Selain survei, salah satu strategi yang masih valid dipergunakan adalah dasar ilmu berperang dari SunTzu (The Art of War) atau seni berperang. Ilmu klasik tetapi manjur. Cuplikan karya yang menarik dari Sun Tzu, diantaranya menyebutkan, barang siapa yang memiliki pengetahuan mendalam tentang dirinya sendiri dan musuh, dia ditakdirkan untuk memenangi pertempuran. Barang siapa memahami dirinya sendiri tetapi tidak memahami musuhnya, dia hanya memiliki peluang sama besar untuk menang. Barang siapa tidak memahami dirinya sendiri dan musuhnya, dia ditakdirkan untuk kalah dalam pertempuran.
The Art of War by Sun Tzu (Foto : youtube)
Ditegaskannya, "Kenalilah musuh Anda, kenalilah dirimu, dan kemenangan Anda tidak akan terancam."Panglima yang akan memenangi peperangan adalah panglima yang tekun menyusun dan menyiapkan siasat perang dengan cermat. Unsur ilmu perang pertama adalah pengukuran ruang berdasarkan sifat lapangan. Berdasarkan pengukuran ruang, dibuat perkiraan biaya sebagai langkah kedua. Langkah ketiga, dibuat perhitungan kekuatan. Berdasarkan perhitungan kekuatan, langkah keempat mempertimbangkan kemungkinan keberhasilan dan kegagalan. Atas dasar pertimbangan kemungkinan, langkah kelima dimulai berupa sebuah perencanaan kemenangan.
Nah, itulah dasar ilmu dalam pengambilan keputusan seorang ahli strategi. Dari sejarah Indonesia, SBY penulis nilai sangat faham dan mampu membuat 'mapping' politik serta kekuatan elit di Indonesia. Pengukuran ruang dan sifat lapangan politik telah dibuktikannya berhasil menaikkan perolehan suara Demokrat 300 persen, ruang sudah dikuasainya, perkiraan biaya pernah dipraktekannya dan sukses pada 2009.

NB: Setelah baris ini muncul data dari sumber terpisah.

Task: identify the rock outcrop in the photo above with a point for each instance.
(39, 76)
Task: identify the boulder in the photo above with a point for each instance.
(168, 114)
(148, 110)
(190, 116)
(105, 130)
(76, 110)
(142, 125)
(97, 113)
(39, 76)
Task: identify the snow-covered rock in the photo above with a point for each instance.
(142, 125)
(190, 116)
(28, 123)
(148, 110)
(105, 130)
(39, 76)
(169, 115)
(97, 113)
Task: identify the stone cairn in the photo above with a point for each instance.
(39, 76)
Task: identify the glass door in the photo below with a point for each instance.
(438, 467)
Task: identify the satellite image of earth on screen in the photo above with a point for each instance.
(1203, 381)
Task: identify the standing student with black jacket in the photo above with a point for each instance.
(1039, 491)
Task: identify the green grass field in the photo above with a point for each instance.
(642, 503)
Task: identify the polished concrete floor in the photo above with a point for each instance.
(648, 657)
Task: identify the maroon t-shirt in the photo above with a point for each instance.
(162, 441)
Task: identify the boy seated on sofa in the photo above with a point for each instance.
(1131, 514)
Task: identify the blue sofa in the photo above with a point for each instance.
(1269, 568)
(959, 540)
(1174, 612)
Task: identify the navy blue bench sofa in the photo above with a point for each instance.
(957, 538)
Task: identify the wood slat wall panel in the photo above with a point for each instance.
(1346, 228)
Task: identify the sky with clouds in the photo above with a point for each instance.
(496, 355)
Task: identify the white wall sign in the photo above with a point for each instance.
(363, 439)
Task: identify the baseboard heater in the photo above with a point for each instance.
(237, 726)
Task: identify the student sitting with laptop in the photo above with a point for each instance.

Analisis Mengapa Ahok Memancing Emosi Risma
Nah, dari fakta-fakta tersebut diatas, kita pasti merasa heran, mengapa Ahok dengan gayanya yang khas bebas terbuka, kadang dinilai melanggar etika menyerang Walikota Surabaya Tri Rismaharini. Kalau dari sisi intelijen, penulis melihat ini merupakan sebuah strategi untuk memenangkan pertempuran. Jelas Ahok sudah mengukur dan faham dengan beberapa hal terkait untuk memenangkan persaingan dengan Risma, yaitu ; Kekuatan (pendukung, pemilih masif, dukungan penguasa), Kemampuan (popularitas, elektabilitas), Kerawanan (kelemahan yang merupakan ancaman hingga tidak bisa maju) dan Niat (keinginan kuat dan ambisi menjadi Gubernur sebagai batu loncatan).

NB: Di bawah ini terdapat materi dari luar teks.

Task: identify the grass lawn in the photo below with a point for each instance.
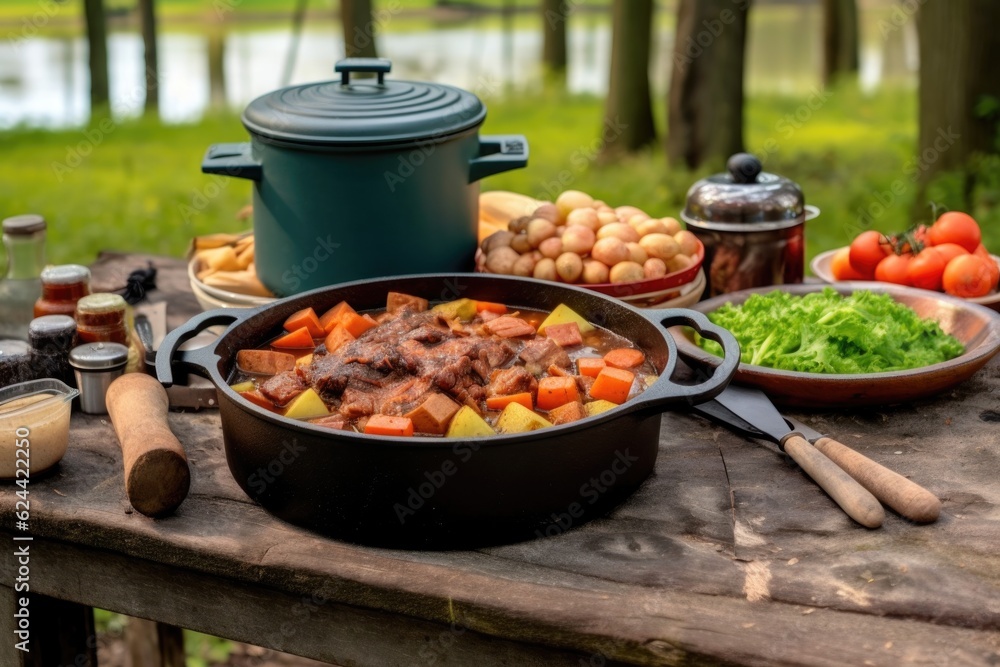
(138, 186)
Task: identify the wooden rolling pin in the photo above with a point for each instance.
(157, 477)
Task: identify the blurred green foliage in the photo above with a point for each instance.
(137, 185)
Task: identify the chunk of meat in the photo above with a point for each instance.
(508, 326)
(283, 387)
(539, 354)
(565, 335)
(395, 301)
(509, 381)
(434, 414)
(568, 412)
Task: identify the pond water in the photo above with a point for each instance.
(44, 80)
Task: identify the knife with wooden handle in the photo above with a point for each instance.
(908, 498)
(157, 477)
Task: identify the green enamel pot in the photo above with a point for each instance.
(364, 178)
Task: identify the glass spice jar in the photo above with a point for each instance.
(100, 318)
(62, 287)
(52, 337)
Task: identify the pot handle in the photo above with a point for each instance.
(380, 66)
(665, 391)
(232, 160)
(498, 154)
(199, 360)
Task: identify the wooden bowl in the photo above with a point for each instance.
(822, 269)
(975, 326)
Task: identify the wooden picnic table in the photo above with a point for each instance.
(727, 554)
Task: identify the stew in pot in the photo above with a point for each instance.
(459, 369)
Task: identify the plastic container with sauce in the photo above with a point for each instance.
(62, 287)
(100, 318)
(34, 418)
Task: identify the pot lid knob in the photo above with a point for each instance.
(380, 66)
(744, 167)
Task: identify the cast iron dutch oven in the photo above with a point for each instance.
(344, 167)
(435, 492)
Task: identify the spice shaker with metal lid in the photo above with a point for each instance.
(752, 226)
(96, 365)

Dua penampilan Ahok dan Risma, bisa sama-sama keras (foto: tempo)
Penulis justru menilai bahwa Ahok menginginkan lawan tandingnya bila hanya terdapat hanya dua calon adalah Risma. Mengapa? Jelas Risma sudah dia ukur akan dapat dikalahkannya. Namanya tidak terhalang dan akan berhasil menembus bilik suara. Disitulah Ahok yakin akan menghabisinya. Modal utama Ahok adalah posisi elektabilitasnya yang kini masih diatas 30 persen dibandingkan calon manapun termasuk Risma. (Baca artikel penulis ; mencermati pilkada dki jakarta 2017 pdip jangan membuat blunder). Dari pengamatan penulis, dalam waktu lima bulan untuk menaikkan elektabilitas diatas 20 persen akan sangat berat.
Risma yang nampak masih cinta dengan Surabaya, sejak awal menunjukkan keengganannya maju sebagai calon gubernur di DKI Jakarta. Dia faham betapa berat dan kurang nyamannya bertarung di wilayah yang karakter daerah dan budayanya berbeda dengan Surabaya. Masyarakatnya jauh lebih heterogen dibandingkan Surabaya.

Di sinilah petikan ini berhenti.